Not surprisingly, many of the poems in the anthology are about music. Patrick Rosal’s “A Note To Thomas Alva” tells the story of a group of boys cobbling together DJ equipment out of spare parts. After following them on their journey of salvaging and soldering, I wanted to cheer at their success:
Out of a hunk of rescued junk, we built a machine
to mix our masters. We chopped up classics
and made the whole block bounce. [48]
Tara Betts had me bouncing along with her “Hip Hop Analogies”:
If you be the needle
I be the LP.
If you be the buffed wall,
I be the Krylon.
If you be the backspin,
I be the break.
If you be the head nod,
I be the bassline. [108]
But many themes besides music are addressed. There are heavy doses of protest and history and race. There’s a searching for how to make things better, how, as Krista Franklin puts it, to solve “the algebra of black agony.” [66] What speaks most to me personally are the poems about coming of age. Faizullah’s “Blossoms in the Dark” speaks movingly of a teenage girl breaking the apron-strings:
If only love could be
like that first slice
of bacon dissolving
on your tongue, or
the short, tight skirt
rolled into your purse
nights you salaamed
your parents goodbye… [176]
I never salaamed to my parents but am intimately familiar with the process of leaving the house in a mother-approved outfit and performing a quick change in the backyard.
In addition to the diversity of writers and theme, there is a wonderful variety of forms and styles in The BreakBeat Poets. You will find couplets and prose and scattered words. There are scribbles and cross-outs and pages where you have to turn the book sideways to read. The range of selections from individual poets is impressive as well. These are writers who are willing to mess around, to throw it out there and see what sticks. I was struck by the contrast between Jamila Woods’s “Blk Girl Art” and “Deep in the Homeroom of Doom.” In one she invokes Amiri Baraka and in the other R.L. Stine’s Goosebumps series. I kept turning pages just to see what came next.
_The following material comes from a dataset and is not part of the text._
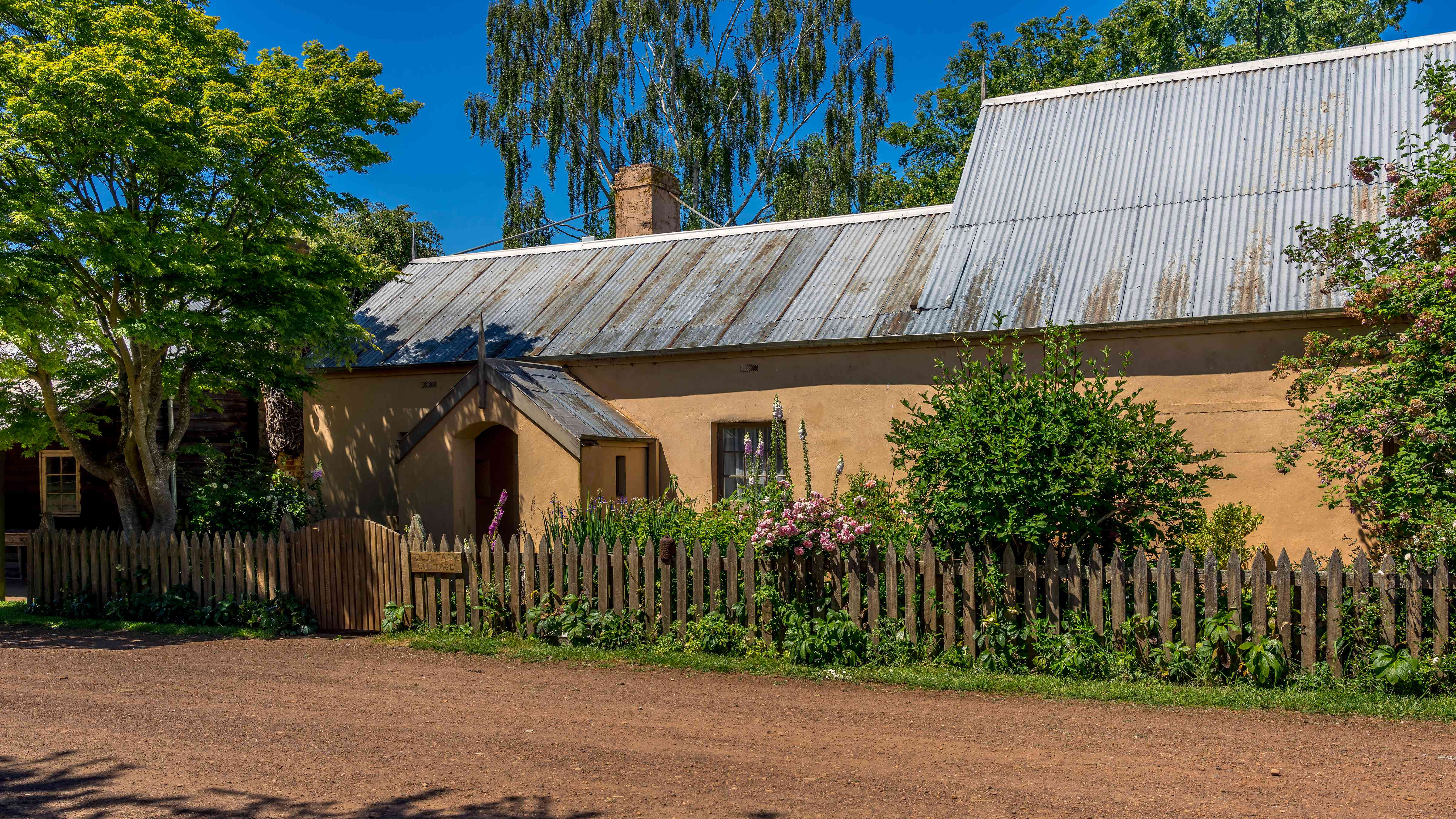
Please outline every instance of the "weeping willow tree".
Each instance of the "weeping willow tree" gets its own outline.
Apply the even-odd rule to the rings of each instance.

Not that every poem in The BreakBeat Poets succeeds. More than a few fell flat on the page for me. When I checked the biographies of those particular poets, I was not surprised that many are also spoken word artists. My guess is that some of the poems that failed to grab me probably work better aloud. Even so, in most cases, I can understand why these poems were included. There isn’t a selection in the book that lacks some sort of power, whether it be brashness, humor, theme, or originality.
In the introduction, Coval says he grew up thinking that “all the poetry had already been written.” I recently spoke to a high school student who expressed the same sentiment. I can’t imagine how much worse the situation would be had hip-hop not come along. As the artist statements at the back of this volume amply prove, hip-hop deserves credit for inviting people to jump in and have a go at it. And the editors of The BreakBeat Poets deserve credit for compiling this important book.